I have examined the contemporaneous time records of counsel for Sudbury Station and find the time spent and labor performed to be reasonable, and all of it related to the present action. I have examined the contemporaneous time records of JOC Trust's counsel as well and make the following adjustments: time spent and labor performed prior to the filing of the present action on December 8, 2016, while it may have been generally related to the ongoing dispute with the Town, was not sufficiently related to the present action and is not compensable. Therefore, 5.4 hours will be deducted from the award.
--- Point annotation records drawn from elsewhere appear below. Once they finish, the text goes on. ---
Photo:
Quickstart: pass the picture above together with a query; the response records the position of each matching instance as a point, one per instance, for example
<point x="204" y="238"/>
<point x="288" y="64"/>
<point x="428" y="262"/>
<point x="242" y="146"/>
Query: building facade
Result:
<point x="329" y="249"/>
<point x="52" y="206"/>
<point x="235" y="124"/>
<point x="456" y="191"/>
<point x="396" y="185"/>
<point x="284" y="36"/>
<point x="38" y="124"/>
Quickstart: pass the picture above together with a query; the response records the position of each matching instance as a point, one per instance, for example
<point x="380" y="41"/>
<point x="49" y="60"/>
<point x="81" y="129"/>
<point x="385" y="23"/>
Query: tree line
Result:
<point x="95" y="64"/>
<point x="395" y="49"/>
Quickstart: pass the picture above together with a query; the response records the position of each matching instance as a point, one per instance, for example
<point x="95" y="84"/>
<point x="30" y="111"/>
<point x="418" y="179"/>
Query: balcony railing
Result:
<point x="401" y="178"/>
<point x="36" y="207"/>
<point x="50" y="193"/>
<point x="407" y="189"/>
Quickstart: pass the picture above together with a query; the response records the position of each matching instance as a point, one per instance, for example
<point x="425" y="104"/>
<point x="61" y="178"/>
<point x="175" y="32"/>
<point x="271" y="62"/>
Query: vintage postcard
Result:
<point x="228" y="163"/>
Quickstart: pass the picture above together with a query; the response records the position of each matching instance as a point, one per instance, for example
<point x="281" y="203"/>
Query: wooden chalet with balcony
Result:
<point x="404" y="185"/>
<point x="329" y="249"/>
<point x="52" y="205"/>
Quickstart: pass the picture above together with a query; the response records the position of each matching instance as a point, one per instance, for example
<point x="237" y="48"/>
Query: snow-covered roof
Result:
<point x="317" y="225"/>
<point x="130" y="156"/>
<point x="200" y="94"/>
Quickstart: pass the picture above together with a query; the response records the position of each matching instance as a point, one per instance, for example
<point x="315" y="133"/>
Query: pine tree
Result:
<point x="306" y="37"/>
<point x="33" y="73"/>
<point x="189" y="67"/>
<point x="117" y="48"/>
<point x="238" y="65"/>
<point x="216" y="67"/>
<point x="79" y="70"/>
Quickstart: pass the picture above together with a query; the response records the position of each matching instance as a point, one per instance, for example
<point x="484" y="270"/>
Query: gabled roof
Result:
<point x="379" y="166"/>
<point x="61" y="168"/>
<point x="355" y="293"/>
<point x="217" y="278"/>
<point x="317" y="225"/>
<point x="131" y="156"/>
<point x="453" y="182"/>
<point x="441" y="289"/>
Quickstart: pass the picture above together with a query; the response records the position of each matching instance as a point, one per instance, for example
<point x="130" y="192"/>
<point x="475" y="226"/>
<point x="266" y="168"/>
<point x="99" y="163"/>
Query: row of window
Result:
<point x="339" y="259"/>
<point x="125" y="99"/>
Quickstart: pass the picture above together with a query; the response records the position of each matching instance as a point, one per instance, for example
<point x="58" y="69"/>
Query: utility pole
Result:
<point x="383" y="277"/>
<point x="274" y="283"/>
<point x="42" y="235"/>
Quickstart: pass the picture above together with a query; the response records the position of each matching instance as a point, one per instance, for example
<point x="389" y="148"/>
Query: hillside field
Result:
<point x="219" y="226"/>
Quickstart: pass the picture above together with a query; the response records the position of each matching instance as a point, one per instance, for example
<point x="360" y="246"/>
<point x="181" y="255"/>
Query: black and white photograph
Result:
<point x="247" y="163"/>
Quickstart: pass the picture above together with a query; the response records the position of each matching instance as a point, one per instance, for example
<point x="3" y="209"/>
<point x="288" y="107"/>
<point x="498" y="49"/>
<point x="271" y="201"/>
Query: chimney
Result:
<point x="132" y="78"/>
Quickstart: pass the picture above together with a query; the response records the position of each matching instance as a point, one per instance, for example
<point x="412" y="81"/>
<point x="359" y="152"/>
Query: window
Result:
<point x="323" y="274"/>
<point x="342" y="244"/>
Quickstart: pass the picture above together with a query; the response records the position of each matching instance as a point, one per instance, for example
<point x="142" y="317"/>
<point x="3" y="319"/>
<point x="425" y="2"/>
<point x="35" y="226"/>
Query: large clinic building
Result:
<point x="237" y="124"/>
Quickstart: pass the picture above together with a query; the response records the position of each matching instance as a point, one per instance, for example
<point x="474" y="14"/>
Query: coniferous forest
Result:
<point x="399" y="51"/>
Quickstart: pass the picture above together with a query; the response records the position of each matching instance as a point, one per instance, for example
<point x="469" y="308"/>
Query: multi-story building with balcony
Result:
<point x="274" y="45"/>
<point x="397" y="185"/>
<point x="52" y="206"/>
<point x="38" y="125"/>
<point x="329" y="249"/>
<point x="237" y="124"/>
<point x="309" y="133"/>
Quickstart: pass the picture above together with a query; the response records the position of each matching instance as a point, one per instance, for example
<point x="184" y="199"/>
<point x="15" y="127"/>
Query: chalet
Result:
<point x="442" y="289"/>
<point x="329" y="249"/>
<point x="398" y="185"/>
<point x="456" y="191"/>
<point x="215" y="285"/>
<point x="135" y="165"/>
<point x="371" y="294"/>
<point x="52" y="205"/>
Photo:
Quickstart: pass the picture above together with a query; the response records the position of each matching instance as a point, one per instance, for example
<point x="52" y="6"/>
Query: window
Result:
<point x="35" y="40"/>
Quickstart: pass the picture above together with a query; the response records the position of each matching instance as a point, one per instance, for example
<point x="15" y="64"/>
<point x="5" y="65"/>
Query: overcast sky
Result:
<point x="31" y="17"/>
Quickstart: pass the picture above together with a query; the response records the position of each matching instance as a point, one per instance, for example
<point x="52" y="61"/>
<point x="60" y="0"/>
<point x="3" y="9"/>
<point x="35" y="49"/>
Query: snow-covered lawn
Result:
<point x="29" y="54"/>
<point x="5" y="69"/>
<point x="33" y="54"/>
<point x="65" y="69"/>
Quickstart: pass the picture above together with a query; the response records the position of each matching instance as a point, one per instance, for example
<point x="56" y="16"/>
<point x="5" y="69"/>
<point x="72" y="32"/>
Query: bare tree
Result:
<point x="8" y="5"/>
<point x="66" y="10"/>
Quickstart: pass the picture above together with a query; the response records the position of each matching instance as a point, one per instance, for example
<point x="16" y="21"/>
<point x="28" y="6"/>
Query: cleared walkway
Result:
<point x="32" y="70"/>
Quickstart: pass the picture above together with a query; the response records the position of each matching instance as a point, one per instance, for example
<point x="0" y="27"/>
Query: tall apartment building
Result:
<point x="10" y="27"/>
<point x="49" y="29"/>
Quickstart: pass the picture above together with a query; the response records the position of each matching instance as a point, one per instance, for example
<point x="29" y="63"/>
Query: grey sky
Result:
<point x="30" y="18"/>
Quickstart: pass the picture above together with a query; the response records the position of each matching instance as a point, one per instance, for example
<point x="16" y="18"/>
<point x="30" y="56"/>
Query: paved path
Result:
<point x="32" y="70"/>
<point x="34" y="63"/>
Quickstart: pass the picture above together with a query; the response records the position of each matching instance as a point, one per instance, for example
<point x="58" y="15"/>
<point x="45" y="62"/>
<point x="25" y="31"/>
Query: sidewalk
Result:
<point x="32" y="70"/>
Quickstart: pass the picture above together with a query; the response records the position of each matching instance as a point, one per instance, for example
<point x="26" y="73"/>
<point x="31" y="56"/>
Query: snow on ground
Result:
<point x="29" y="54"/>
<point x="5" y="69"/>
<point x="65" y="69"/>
A time entry of 5 hours on March 29, 2017, for court appearances on the same day in both cases pending before this court will be reduced by half, to 2.5 hours, to reflect that not all the time was attributable to the present case.

Accordingly, Sudbury Station will be awarded attorneys' fees in the amount of $54,716.93, representing 170.10 hours at $325.00 per hour, plus disbursements represented on the time records submitted by counsel; JOC Trust will be awarded $20,507.50, representing 63.1 hours at $325.00 per hour.

Based on the rulings herein, it is

ORDERED that Sudbury Station, LLC's motion for attorneys' fees pursuant to G. L. c. 231, § 6F is ALLOWED, and it is ORDERED that the plaintiff town of Sudbury shall pay to the defendant Sudbury Station, LLC, attorneys' fees in the amount of $54,716.93;

And it is further

ORDERED that Dorothy M. Bartlett, Laura B. McCarthy and Martha J. Bartlett, Trustees of JOC Trust's motion for attorneys' fees pursuant to G. L. c. 231, § 6F is ALLOWED, and it is ORDERED that the plaintiff town of Sudbury shall pay to the defendants Dorothy M. Bartlett, Laura B. McCarthy and Martha J. Bartlett, Trustees of JOC Trust, attorneys' fees in the amount of $20,507.50.

So Ordered.


FOOTNOTES

[Note 1] Affidavit of Robert D. Abrams, dated May 15, 2017, ¶¶ 7, 8.

[Note 2] Affidavit of Jody Kablack, ¶ 4.

[Note 3] The town planner's assertion in her affidavit that she and other town officials relied on the continued viability of JOC Trust's stated intention to agree to a limit on the use of the property to one house lot, based on a proposed agreement that would only have gone into effect if a 2002 subdivision approval had been finalized, is not reasonable or credible, and it is in any event contradicted by her own admission in the February 11, 2015 minutes.

[Note 4] Minutes of Executive Session of Board of Selectmen, February 15, 2011, "Land Negotiations – Abrams Land Swap – Update."

[Note 5] Memorandum to Board of Selectmen from Jody Kablack, Director of Planniing and Community Development, October 20, 2015, Exhibit B to Affidavit of Christopher Claussen, dated May 15, 2017.

[Note 6] Affidavit of Christopher Claussen, ¶ 16.

[Note 7] Joint Statement of Agreed Facts, Exhibit I.